Quando a vida pede pausa
- blogcyzo
- 7 de abr.
- 1 min de leitura
Atualizado: 12 de abr.
Quando a vida pede pausa
Há momentos em que a vida nos convida a parar, mesmo sem pedir licença. Nem sempre compreendemos de imediato, mas algo em nós começa a se reorganizar em silêncio. Este texto é um convite para reconhecer esses movimentos internos e caminhar com mais presença.
A pressa virou hábito. Preenchemos cada intervalo com ruído — uma notificação, uma tarefa, uma preocupação que não tem hora marcada para chegar. E nesse ritmo acelerado, perdemos contato com algo essencial: nós mesmos.
A psicanálise nos ensina que o sintoma fala quando a palavra cala. O corpo adoece, o humor muda, o sono foge — e tudo isso é linguagem. É a psique tentando dizer o que a consciência ainda não sabe nomear. Parar, nesse sentido, não é fraqueza. É escuta.
O mindfulness nos convida ao mesmo lugar por outro caminho: a atenção plena ao momento presente, sem julgamento. Não para resolver, mas para estar. Respirar e perceber que ainda estamos vivos — e que isso, por si só, já é muito.
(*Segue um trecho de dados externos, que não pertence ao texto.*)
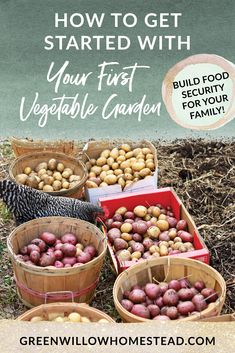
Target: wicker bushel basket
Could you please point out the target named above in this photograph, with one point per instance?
(65, 309)
(32, 160)
(34, 282)
(164, 270)
(23, 146)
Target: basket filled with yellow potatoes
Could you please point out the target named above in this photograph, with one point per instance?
(116, 167)
(51, 172)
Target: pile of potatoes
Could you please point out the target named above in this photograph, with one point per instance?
(121, 166)
(48, 176)
(61, 317)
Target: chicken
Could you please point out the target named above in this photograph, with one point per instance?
(26, 203)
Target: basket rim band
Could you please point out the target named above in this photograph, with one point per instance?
(59, 296)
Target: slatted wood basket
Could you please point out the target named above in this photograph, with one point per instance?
(164, 270)
(65, 309)
(33, 282)
(32, 160)
(24, 146)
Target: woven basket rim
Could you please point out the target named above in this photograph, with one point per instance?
(53, 154)
(52, 270)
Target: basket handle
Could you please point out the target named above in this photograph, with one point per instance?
(47, 294)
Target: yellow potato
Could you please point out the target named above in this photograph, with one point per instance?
(144, 172)
(137, 166)
(101, 161)
(122, 153)
(129, 154)
(40, 185)
(96, 169)
(74, 317)
(114, 153)
(115, 165)
(27, 170)
(48, 188)
(32, 182)
(60, 167)
(126, 147)
(21, 178)
(57, 185)
(103, 184)
(105, 154)
(52, 164)
(110, 179)
(42, 172)
(91, 185)
(110, 161)
(117, 172)
(42, 165)
(105, 167)
(58, 176)
(121, 159)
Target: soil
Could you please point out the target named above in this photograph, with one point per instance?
(202, 174)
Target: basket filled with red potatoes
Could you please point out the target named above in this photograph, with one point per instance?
(145, 228)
Esses movimentos internos que a vida provoca não pedem nossa permissão. Mas pedem nossa atenção. E quando aprendemos a reconhecê-los, deixamos de ser arrastados por eles e começamos a caminhar — com mais consciência, com mais presença, com mais de nós mesmos.
A pausa não é o fim do caminho. É, muitas vezes, onde o caminho de fato começa.